Lynley bendijo la minuciosidad y las ganas de colaborar de Macaskin, que no se había dejado influenciar por la entrada en escena de Scotland Yard.
– Hemos tomado declaración a Stinhurst, y no he logrado que se contradijera ni una sola vez acerca de lo sucedido en Westerbrae el sábado por la noche, a pesar de que le he obligado a repetir la historia muchas veces -bufó Havers, malhumorada-. Su abogado acaba de llegar, el típico vejestorio relamido enviado por su esposa, puesto que su señoría no se ha rebajado a rogar a gentuza como yo o Nkata que le dejaran utilizar el teléfono. Le hemos encerrado en una de las salas de interrogatorio, pero a menos que alguien aparezca con pruebas de peso o un testigo bien untado, tendremos serios problemas. ¿Me puede decir, en nombre de Dios, dónde está usted?
– En Porthill Green -acalló sus protestas rápidamente-. Escuche, no voy a discutirle que Stinhurst está involucrado en la muerte de Joy, pero no pienso dejar en suspenso el asunto Darrow. No perdamos de vista el hecho de que la habitación de Joy Sinclair estaba cerrada con llave, Havers. Le guste o no, nuestra ruta de acceso se centra todavía en la habitación de Helen.
– Pero ya llegamos a la conclusión de que Francesca Gerrard podía haberle dado…
– La nota del suicidio de Hannah Darrow estaba copiada de una obra de teatro.
– ¿Una obra? ¿Qué obra?
Lynley dirigió su mirada hacia la taberna. El humo que brotaba de la chimenea se retorcía como una serpiente recortada contra el cielo.
– No lo sé, pero espero que John Darrow me lo aclare. Creo que nos lo va a decir.
– ¿Adónde nos llevará esto, inspector? ¿Qué voy a hacer con su preciosa señoría mientras usted corretea por los Fens?
– Hágale repetir su historia una vez más. En presencia de su abogado, si es preciso.

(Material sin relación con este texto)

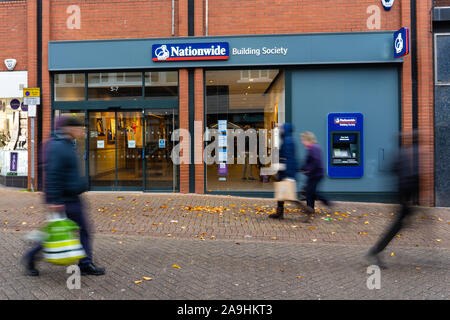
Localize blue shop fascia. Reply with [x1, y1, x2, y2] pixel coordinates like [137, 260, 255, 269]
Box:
[49, 31, 403, 201]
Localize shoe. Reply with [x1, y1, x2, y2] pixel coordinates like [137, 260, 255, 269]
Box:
[269, 213, 283, 219]
[366, 250, 388, 270]
[22, 257, 39, 277]
[269, 208, 284, 219]
[302, 214, 312, 223]
[78, 263, 105, 276]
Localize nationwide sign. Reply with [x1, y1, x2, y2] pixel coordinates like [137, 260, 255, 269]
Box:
[334, 117, 356, 127]
[152, 42, 230, 62]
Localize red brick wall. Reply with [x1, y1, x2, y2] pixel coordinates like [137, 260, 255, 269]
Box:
[50, 0, 180, 41]
[417, 0, 434, 206]
[0, 1, 28, 71]
[434, 0, 450, 7]
[208, 0, 400, 35]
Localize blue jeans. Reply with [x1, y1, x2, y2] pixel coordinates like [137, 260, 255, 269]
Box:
[305, 177, 329, 209]
[25, 199, 92, 264]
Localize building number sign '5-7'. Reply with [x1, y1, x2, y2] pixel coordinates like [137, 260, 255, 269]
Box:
[152, 42, 230, 62]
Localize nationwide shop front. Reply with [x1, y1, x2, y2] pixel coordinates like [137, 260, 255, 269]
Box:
[49, 32, 403, 199]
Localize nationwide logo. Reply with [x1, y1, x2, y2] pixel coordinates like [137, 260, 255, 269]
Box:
[394, 27, 409, 58]
[334, 117, 356, 124]
[152, 42, 230, 62]
[381, 0, 394, 10]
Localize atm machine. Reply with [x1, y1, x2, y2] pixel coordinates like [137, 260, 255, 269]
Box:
[328, 113, 364, 178]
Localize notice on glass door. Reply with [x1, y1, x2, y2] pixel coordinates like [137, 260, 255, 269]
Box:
[97, 140, 105, 149]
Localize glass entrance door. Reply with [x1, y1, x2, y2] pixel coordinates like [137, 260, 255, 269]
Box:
[145, 109, 179, 191]
[88, 111, 144, 190]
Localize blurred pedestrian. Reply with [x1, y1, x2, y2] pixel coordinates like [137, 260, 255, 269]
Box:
[366, 131, 419, 269]
[269, 123, 298, 219]
[23, 116, 105, 276]
[242, 124, 256, 181]
[300, 131, 331, 222]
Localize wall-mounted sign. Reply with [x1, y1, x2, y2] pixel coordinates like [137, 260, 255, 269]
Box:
[5, 59, 17, 71]
[381, 0, 394, 10]
[28, 104, 37, 118]
[23, 88, 41, 97]
[152, 42, 230, 62]
[394, 27, 409, 58]
[9, 99, 20, 110]
[9, 152, 19, 172]
[23, 88, 41, 105]
[218, 163, 228, 176]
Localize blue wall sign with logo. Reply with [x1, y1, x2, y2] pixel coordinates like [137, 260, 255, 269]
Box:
[394, 27, 409, 58]
[152, 42, 230, 62]
[9, 99, 20, 110]
[381, 0, 394, 11]
[328, 113, 364, 178]
[9, 152, 19, 172]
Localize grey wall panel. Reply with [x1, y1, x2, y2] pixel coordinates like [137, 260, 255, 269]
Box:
[434, 86, 450, 206]
[292, 65, 400, 192]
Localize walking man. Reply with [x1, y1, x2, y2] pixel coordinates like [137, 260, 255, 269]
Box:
[269, 123, 300, 219]
[366, 132, 419, 269]
[23, 117, 105, 276]
[300, 132, 330, 222]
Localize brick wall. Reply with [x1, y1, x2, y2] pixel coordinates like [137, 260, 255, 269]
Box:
[0, 1, 28, 71]
[50, 0, 180, 41]
[434, 0, 450, 7]
[417, 0, 434, 206]
[208, 0, 405, 35]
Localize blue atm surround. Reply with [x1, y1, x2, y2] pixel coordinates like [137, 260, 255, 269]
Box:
[328, 113, 364, 178]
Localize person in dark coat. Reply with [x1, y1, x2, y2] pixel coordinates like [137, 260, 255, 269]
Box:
[23, 116, 105, 276]
[366, 131, 419, 269]
[300, 132, 331, 222]
[269, 123, 298, 219]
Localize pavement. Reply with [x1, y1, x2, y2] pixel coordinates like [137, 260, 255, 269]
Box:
[0, 189, 450, 300]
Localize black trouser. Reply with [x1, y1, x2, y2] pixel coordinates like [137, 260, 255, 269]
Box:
[305, 177, 328, 210]
[25, 199, 92, 264]
[371, 190, 413, 254]
[277, 201, 284, 215]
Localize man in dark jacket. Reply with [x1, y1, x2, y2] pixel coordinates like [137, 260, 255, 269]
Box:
[301, 132, 330, 222]
[366, 131, 419, 269]
[269, 123, 298, 219]
[24, 117, 105, 276]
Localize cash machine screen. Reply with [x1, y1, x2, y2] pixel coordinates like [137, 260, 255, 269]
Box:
[332, 132, 360, 166]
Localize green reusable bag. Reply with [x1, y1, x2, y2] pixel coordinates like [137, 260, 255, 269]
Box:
[42, 213, 86, 265]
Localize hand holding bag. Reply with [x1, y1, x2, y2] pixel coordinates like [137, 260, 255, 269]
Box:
[42, 213, 86, 265]
[275, 179, 298, 202]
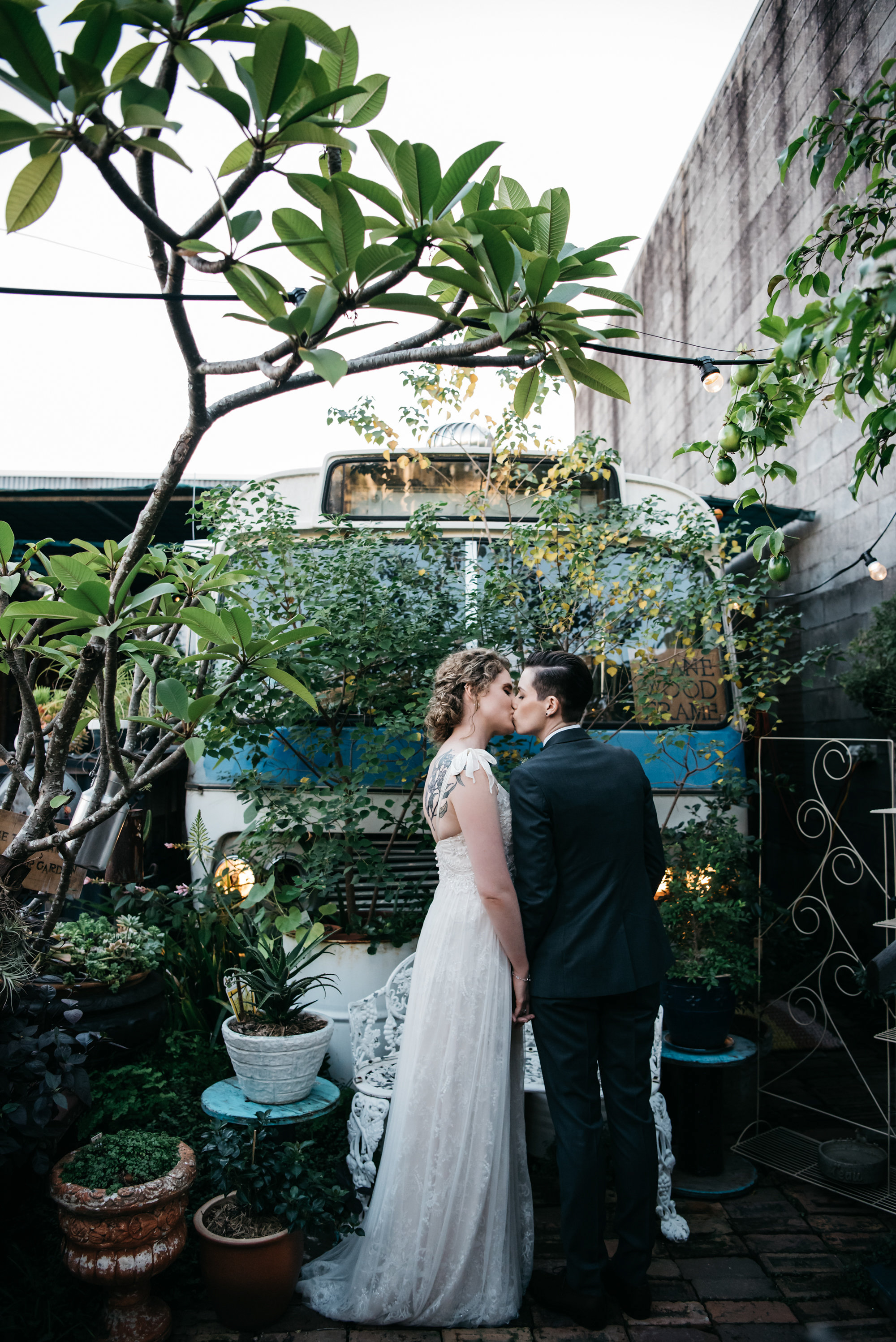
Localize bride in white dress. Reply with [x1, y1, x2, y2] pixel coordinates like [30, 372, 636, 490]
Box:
[297, 648, 534, 1327]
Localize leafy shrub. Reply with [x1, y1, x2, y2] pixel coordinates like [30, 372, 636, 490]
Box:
[0, 984, 97, 1174]
[235, 923, 336, 1025]
[65, 1127, 180, 1193]
[837, 596, 896, 731]
[78, 1031, 231, 1146]
[660, 812, 757, 993]
[50, 914, 165, 992]
[202, 1110, 354, 1232]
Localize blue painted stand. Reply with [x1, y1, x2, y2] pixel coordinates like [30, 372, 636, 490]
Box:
[663, 1035, 759, 1202]
[202, 1076, 339, 1126]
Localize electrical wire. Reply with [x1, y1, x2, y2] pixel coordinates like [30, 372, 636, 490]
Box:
[0, 286, 771, 368]
[769, 512, 896, 601]
[7, 229, 153, 275]
[601, 326, 771, 358]
[0, 284, 236, 303]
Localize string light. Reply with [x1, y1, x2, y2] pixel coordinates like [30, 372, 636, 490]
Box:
[694, 354, 724, 393]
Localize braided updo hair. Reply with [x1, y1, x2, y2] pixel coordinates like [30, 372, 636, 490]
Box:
[424, 648, 510, 745]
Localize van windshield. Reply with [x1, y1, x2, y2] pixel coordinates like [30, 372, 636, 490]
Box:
[323, 455, 620, 520]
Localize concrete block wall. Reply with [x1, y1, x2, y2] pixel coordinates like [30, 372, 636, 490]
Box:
[577, 0, 896, 734]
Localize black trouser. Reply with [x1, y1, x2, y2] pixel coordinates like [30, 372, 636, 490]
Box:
[533, 984, 660, 1292]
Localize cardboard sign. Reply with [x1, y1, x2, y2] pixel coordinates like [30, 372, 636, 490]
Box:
[0, 811, 86, 895]
[632, 648, 728, 726]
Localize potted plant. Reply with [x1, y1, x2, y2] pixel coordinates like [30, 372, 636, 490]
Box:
[43, 912, 165, 1051]
[50, 1129, 196, 1342]
[193, 1110, 353, 1333]
[657, 811, 758, 1052]
[221, 923, 334, 1105]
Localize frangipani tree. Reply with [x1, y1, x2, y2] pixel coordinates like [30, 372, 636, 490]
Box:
[0, 0, 640, 912]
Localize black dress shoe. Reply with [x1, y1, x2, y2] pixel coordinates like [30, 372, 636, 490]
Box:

Ya conoce la rutina, Havers. Prepárelo con Nkata. Altere las preguntas.
– ¿Y después?
– Déjelo en libertad.
– Inspector…
– Sabe tan bien como yo que de momento no podemos acusarle de nada. Tal vez destrucción de pruebas por quemar los libretos, pero nada más, salvo que su hermano fue espía de los rusos hace veinticinco años y que obstruyó la acción de la justicia al permitir la muerte de Geoffrey. De hecho, creo que detener a Stinhurst en este momento no reportaría ningún beneficio a nuestro caso. Además, sabe muy bien que su abogado exigirá que le acusemos de algo en concreto o le dejemos en libertad.